Abstract
We have previously designed a library of lentiviral vectors to generate somatic-transgenic rodents to monitor signalling pathways in diseased organs using whole-body bioluminescence imaging, in conscious, freely moving rodents. We have now expanded this technology to adeno-associated viral vectors. We first explored bio-distribution by assessing GFP expression after neonatal intravenous delivery of AAV8. We observed widespread gene expression in, central and peripheral nervous system, liver, kidney and skeletal muscle. Next, we selected a constitutive SFFV promoter and NFκB binding sequence for bioluminescence and biosensor evaluation.
An intravenous injection of AAV8 containing firefly luciferase and eGFP under transcriptional control of either element resulted in strong and persistent widespread luciferase expression. A single dose of LPS-induced a 10-fold increase in luciferase expression in AAV8-NFκB mice and immunohistochemistry revealed GFP expression in cells of astrocytic and neuronal morphology. Importantly, whole-body bioluminescence persisted up to 240 days.

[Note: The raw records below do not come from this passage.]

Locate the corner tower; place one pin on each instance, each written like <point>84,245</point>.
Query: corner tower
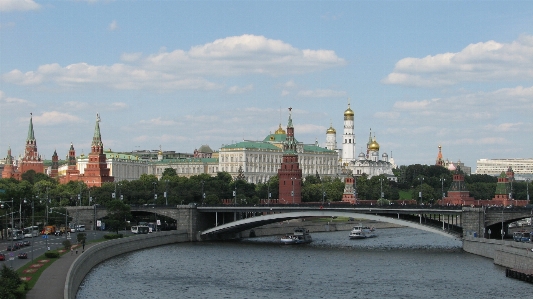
<point>348,138</point>
<point>96,172</point>
<point>290,174</point>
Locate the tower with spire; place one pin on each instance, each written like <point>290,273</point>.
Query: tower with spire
<point>348,137</point>
<point>31,159</point>
<point>96,172</point>
<point>289,173</point>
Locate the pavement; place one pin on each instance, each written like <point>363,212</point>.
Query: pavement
<point>51,283</point>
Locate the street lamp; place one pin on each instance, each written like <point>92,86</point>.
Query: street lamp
<point>155,195</point>
<point>32,222</point>
<point>527,188</point>
<point>421,179</point>
<point>12,229</point>
<point>442,188</point>
<point>166,194</point>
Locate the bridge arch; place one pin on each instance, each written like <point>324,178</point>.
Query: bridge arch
<point>249,223</point>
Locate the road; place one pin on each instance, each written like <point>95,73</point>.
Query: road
<point>40,246</point>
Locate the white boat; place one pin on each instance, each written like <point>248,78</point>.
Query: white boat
<point>300,236</point>
<point>362,232</point>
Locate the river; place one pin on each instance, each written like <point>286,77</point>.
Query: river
<point>399,263</point>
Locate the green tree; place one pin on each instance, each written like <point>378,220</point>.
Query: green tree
<point>9,288</point>
<point>118,213</point>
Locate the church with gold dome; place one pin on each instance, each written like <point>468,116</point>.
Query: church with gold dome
<point>369,162</point>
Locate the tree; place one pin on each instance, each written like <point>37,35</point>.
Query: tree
<point>9,288</point>
<point>118,213</point>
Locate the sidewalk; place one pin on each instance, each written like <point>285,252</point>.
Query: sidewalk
<point>51,283</point>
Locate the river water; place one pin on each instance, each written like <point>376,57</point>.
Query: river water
<point>399,263</point>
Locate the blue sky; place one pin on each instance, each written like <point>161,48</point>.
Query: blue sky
<point>179,74</point>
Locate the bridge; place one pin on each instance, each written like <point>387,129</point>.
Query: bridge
<point>221,222</point>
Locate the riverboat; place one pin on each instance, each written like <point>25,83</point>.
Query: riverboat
<point>362,232</point>
<point>300,236</point>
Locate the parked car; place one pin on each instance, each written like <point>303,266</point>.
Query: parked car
<point>15,247</point>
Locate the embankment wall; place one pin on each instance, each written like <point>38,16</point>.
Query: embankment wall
<point>106,250</point>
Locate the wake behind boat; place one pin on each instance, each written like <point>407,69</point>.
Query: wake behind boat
<point>300,236</point>
<point>362,232</point>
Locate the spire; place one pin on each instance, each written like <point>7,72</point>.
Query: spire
<point>31,134</point>
<point>97,138</point>
<point>289,125</point>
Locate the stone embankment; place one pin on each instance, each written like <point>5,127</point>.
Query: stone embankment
<point>106,250</point>
<point>509,254</point>
<point>287,227</point>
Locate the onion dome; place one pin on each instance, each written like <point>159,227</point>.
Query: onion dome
<point>373,146</point>
<point>280,130</point>
<point>348,114</point>
<point>331,130</point>
<point>451,167</point>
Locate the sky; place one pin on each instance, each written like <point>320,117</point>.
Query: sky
<point>176,75</point>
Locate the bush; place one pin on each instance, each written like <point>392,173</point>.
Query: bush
<point>67,244</point>
<point>113,236</point>
<point>51,254</point>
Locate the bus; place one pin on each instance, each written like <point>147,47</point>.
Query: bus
<point>140,229</point>
<point>17,234</point>
<point>31,231</point>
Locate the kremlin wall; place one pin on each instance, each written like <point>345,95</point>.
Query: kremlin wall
<point>279,154</point>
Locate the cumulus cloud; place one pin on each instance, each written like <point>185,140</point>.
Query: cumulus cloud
<point>18,5</point>
<point>113,26</point>
<point>54,118</point>
<point>321,93</point>
<point>180,69</point>
<point>481,62</point>
<point>10,100</point>
<point>240,90</point>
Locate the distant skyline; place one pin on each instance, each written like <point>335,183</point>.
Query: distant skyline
<point>180,74</point>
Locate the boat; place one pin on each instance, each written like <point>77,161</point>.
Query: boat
<point>362,232</point>
<point>300,236</point>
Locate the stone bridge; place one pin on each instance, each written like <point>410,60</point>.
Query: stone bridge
<point>224,221</point>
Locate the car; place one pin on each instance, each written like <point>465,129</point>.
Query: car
<point>15,247</point>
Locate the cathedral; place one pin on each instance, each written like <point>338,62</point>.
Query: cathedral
<point>368,162</point>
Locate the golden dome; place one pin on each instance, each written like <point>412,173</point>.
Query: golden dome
<point>373,146</point>
<point>280,130</point>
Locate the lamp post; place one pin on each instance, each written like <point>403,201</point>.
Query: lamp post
<point>32,222</point>
<point>527,189</point>
<point>421,179</point>
<point>292,193</point>
<point>166,194</point>
<point>203,194</point>
<point>11,207</point>
<point>155,195</point>
<point>442,188</point>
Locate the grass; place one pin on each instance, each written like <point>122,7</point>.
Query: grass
<point>35,268</point>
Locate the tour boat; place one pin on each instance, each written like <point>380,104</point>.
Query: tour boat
<point>362,232</point>
<point>300,236</point>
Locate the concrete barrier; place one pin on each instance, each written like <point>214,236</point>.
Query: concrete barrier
<point>106,250</point>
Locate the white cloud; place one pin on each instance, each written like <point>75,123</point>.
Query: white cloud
<point>179,69</point>
<point>54,118</point>
<point>321,93</point>
<point>10,100</point>
<point>113,26</point>
<point>240,90</point>
<point>18,5</point>
<point>481,62</point>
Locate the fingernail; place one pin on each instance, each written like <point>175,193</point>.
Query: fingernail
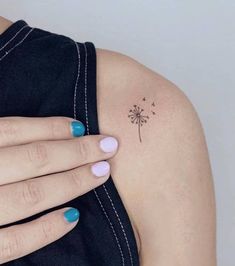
<point>72,215</point>
<point>77,128</point>
<point>100,169</point>
<point>109,144</point>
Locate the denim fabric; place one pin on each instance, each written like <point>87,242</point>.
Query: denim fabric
<point>46,74</point>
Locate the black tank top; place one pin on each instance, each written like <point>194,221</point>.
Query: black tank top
<point>47,74</point>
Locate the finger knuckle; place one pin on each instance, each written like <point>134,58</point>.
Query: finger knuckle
<point>10,246</point>
<point>37,154</point>
<point>75,179</point>
<point>8,131</point>
<point>47,230</point>
<point>83,150</point>
<point>32,193</point>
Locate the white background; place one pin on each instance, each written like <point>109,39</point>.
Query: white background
<point>192,43</point>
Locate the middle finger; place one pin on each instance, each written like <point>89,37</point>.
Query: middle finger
<point>44,157</point>
<point>31,196</point>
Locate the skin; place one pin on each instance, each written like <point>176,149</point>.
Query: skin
<point>166,184</point>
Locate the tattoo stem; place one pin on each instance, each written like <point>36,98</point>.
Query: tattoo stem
<point>139,132</point>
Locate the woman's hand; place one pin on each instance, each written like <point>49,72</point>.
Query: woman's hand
<point>65,167</point>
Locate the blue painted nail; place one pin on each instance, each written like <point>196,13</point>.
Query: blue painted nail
<point>77,128</point>
<point>72,215</point>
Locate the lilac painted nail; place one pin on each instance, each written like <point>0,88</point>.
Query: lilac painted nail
<point>109,144</point>
<point>100,169</point>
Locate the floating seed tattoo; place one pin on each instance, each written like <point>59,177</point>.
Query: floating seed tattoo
<point>137,117</point>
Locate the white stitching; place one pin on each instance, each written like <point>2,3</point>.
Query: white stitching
<point>102,207</point>
<point>76,84</point>
<point>13,37</point>
<point>123,230</point>
<point>111,225</point>
<point>10,50</point>
<point>86,89</point>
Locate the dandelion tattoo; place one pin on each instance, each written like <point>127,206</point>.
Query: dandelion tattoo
<point>137,117</point>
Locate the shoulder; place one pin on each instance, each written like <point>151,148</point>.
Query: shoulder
<point>162,169</point>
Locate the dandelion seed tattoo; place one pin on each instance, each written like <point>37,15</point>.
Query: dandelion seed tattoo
<point>137,117</point>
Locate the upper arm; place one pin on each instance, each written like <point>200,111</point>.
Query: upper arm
<point>165,181</point>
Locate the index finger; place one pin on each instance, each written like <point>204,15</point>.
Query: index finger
<point>15,130</point>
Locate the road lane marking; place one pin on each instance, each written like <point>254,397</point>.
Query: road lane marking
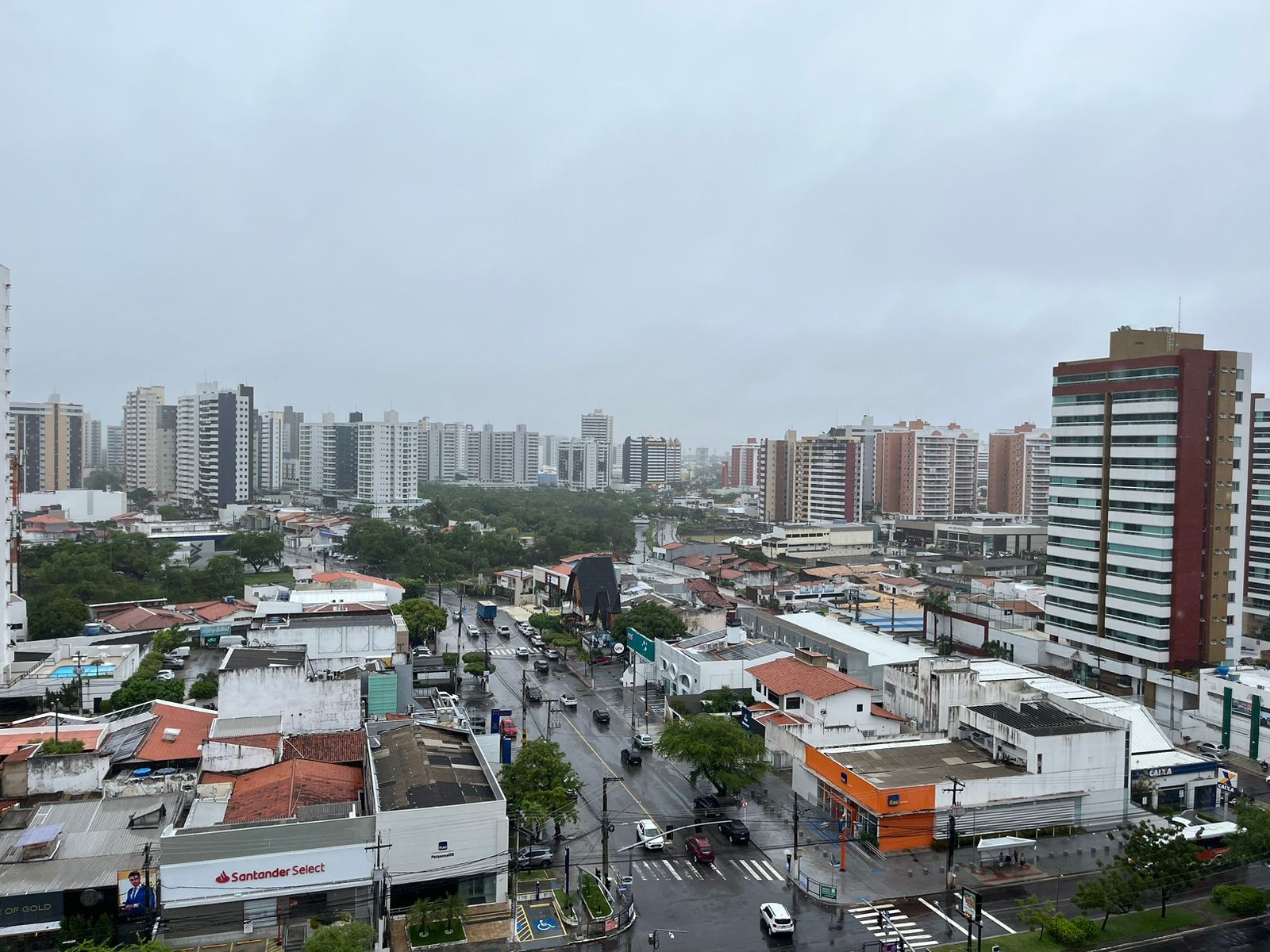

To further restrict biosensor activity to the CNS, we performed intracerebroventricular injection of each vector. We observed greater restriction of bioluminescence to the head and spine with both vectors. Immunohistochemistry revealed strongest expression in cells of neuronal morphology. LPS administration stimulated a 4-fold increase over baseline bioluminescence.
We have validated a novel biosensor technology in an AAV system by using an NFκB response element and revealed its potential to monitor signalling pathway in a non-invasive manner using a model of LPS-induced inflammation. This technology employs the 3R’s of biomedical animal research, complements existing germline-transgenic models and may be applicable to other rodent disease models with the use of different response elements.